Elle, c'est ma soeur, ma jumelle. La tellement différente. Dont le parcours est cahotique. Elle qui ne suit aucun chemin tracé. Qui écoute ses envies. Qui ne porte rien sur ses épaules. Et qui pourtant respire le bonheur. Aime et est aimée. Elle si imparfaite, elle que j'envie.
 
C'est cela ma réponse, la motivation de ce départ précipité. Pouvoir enfin ressentir ce sentiment de liberté toute puissante.
 
Je respire. Il était temps! J'avais besoin de savoir, de me sentir capable.
 
J'ai dévié pour la première fois. Simplement.
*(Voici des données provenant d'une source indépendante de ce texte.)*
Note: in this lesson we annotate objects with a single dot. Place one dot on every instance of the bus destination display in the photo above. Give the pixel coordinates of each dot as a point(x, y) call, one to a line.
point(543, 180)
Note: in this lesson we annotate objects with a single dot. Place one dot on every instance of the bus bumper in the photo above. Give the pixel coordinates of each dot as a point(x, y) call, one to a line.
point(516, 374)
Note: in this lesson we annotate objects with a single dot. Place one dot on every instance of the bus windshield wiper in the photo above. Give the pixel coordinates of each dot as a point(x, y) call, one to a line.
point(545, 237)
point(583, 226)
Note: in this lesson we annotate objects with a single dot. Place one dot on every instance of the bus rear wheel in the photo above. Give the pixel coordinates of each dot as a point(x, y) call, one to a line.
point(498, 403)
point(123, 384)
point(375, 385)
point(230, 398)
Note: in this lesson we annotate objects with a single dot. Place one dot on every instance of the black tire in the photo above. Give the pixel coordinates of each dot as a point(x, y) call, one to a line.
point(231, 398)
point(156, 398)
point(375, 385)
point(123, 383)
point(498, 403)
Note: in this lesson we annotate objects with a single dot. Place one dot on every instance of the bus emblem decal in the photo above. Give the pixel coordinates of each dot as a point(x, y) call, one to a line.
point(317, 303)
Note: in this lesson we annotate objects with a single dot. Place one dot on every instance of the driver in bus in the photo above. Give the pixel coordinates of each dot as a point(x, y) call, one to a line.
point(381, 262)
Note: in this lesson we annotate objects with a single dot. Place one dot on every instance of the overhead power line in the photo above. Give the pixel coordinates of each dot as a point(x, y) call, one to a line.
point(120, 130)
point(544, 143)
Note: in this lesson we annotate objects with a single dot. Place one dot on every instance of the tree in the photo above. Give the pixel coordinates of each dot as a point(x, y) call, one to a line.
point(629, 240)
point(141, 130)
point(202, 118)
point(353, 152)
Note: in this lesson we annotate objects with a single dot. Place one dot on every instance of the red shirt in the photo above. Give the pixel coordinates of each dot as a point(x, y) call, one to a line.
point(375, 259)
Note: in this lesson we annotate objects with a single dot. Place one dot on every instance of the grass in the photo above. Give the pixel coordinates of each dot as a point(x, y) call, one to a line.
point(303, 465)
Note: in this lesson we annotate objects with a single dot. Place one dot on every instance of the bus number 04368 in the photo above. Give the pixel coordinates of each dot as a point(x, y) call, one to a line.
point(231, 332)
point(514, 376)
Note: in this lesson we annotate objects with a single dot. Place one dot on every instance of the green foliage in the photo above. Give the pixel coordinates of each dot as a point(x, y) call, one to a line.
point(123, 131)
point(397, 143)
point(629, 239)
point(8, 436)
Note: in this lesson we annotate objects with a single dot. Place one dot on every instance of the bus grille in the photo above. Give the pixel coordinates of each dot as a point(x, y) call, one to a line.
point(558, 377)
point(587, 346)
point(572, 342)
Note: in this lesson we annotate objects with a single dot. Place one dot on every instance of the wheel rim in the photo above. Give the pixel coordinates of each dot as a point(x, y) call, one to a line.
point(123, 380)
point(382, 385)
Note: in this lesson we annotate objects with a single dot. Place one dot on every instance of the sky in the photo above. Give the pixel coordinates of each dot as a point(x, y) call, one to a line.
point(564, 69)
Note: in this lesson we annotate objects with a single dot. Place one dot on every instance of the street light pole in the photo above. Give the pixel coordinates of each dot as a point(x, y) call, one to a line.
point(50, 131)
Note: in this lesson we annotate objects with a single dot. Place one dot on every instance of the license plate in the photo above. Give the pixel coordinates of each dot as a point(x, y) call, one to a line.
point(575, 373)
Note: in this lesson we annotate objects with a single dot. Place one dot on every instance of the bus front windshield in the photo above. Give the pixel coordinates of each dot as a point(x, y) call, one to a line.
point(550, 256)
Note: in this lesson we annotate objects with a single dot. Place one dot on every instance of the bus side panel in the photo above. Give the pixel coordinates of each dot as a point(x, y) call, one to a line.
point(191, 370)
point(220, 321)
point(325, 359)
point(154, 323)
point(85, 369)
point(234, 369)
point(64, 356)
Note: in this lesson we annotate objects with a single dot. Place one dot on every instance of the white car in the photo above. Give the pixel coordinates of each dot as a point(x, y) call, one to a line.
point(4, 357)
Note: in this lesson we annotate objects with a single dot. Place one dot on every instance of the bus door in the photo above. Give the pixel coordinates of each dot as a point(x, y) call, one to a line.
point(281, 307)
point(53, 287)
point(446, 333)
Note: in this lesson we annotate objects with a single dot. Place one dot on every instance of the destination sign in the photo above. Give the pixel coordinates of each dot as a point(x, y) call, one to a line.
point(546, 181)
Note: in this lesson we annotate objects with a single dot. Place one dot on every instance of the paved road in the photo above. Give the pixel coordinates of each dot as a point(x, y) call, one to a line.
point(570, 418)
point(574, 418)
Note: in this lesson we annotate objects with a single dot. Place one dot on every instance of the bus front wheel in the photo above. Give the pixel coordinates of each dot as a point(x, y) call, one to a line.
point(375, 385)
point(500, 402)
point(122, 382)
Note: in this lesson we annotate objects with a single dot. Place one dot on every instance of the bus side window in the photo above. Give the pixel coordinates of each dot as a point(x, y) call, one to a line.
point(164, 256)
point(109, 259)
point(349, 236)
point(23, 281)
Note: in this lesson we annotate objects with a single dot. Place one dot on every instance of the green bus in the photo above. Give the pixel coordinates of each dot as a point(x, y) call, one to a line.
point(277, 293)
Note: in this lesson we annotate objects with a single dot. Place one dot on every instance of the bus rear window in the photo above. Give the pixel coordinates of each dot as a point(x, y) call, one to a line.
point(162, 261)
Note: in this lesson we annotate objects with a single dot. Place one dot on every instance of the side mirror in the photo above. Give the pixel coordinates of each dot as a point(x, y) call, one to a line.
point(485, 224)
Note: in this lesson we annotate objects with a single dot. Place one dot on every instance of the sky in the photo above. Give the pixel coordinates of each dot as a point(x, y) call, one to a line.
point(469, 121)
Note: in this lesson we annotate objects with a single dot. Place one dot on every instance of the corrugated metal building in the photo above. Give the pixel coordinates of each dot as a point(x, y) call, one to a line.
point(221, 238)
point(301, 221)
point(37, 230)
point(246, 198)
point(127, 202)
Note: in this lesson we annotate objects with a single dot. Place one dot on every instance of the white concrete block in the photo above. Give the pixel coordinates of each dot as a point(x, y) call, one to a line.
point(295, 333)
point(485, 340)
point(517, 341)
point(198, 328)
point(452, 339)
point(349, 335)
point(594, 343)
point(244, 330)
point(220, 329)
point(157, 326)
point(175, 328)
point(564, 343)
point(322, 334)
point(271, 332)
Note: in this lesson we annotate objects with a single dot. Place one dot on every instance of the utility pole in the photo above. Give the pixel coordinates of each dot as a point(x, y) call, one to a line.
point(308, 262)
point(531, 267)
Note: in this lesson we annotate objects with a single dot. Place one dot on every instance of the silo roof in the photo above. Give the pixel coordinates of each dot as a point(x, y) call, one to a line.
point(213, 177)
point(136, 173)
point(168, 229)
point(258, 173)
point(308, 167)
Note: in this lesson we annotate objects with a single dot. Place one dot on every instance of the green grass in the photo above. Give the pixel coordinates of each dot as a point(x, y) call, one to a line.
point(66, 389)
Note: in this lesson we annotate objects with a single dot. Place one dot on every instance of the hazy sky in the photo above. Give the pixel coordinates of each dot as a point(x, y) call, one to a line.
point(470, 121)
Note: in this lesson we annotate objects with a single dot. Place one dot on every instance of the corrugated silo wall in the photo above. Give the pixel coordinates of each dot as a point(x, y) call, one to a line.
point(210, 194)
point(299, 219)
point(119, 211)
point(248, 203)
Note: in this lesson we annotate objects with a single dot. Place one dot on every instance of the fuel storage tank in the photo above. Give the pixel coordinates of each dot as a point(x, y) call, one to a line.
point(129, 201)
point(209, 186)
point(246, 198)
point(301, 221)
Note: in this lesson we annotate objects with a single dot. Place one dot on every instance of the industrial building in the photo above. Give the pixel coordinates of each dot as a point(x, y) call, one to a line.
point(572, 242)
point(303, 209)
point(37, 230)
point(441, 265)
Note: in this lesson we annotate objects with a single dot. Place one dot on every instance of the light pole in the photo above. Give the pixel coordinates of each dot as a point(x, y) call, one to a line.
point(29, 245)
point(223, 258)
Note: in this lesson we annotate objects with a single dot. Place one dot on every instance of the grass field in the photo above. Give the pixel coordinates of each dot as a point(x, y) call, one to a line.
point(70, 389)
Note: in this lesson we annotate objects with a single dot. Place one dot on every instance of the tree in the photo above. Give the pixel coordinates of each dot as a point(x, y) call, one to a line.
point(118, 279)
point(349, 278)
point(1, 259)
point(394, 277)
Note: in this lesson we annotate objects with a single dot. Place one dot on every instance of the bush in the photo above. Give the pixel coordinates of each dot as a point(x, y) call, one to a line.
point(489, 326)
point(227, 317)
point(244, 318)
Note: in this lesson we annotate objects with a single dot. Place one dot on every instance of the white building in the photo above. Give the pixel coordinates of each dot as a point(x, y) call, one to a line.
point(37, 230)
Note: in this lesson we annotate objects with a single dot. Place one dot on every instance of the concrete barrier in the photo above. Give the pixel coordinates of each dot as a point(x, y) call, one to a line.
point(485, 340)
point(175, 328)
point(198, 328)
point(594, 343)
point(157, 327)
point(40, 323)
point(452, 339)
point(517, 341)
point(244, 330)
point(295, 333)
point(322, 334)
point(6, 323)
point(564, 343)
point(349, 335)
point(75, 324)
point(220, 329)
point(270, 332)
Inévitablement.
 
L'avion amorce sa descente. Je sors, légère. Allume mon téléphone. Ecoute les quelques messages affolés de ma mère. La rappelle. Lui demande quelques jours. Sans expliquer. Enchaine avec mon mari. Redemande sans expliquer. Je respire enfin. Dans quelques jours, je retrouverai ma vie rangée. Forte de cette parenthèse. Prête à faire face et regonflée par cette immense découverte, qui m'ouvre un nouvel horizon inespéré.
 
ENFIN LIBRE!
 
Je suis vraiment fière de moi. Pas de ce que j'ai écrit parce que je balbutie et n'en suis qu'au commencement mais fière d'avoir affronter ma peur,de l'avoir dompté, d'avoir partagé et d'être allée au bout :)
 
 
 

2 commentaires:

  1. Bravo...Tu peux être fière de toi oui car je pense que cela doit être très difficile de se lancer, de partager ses mots...J'ai lu avec attention ton texte et j'ai aimé. Tu sais pourquoi? Parce que la fin n'est pas celle à laquelle on peut s'attendre, le genre classique elle ne reviendra pas. Non, "dans quelques jours -elle retrouvera- sa vie rangée" :-)
    Merci.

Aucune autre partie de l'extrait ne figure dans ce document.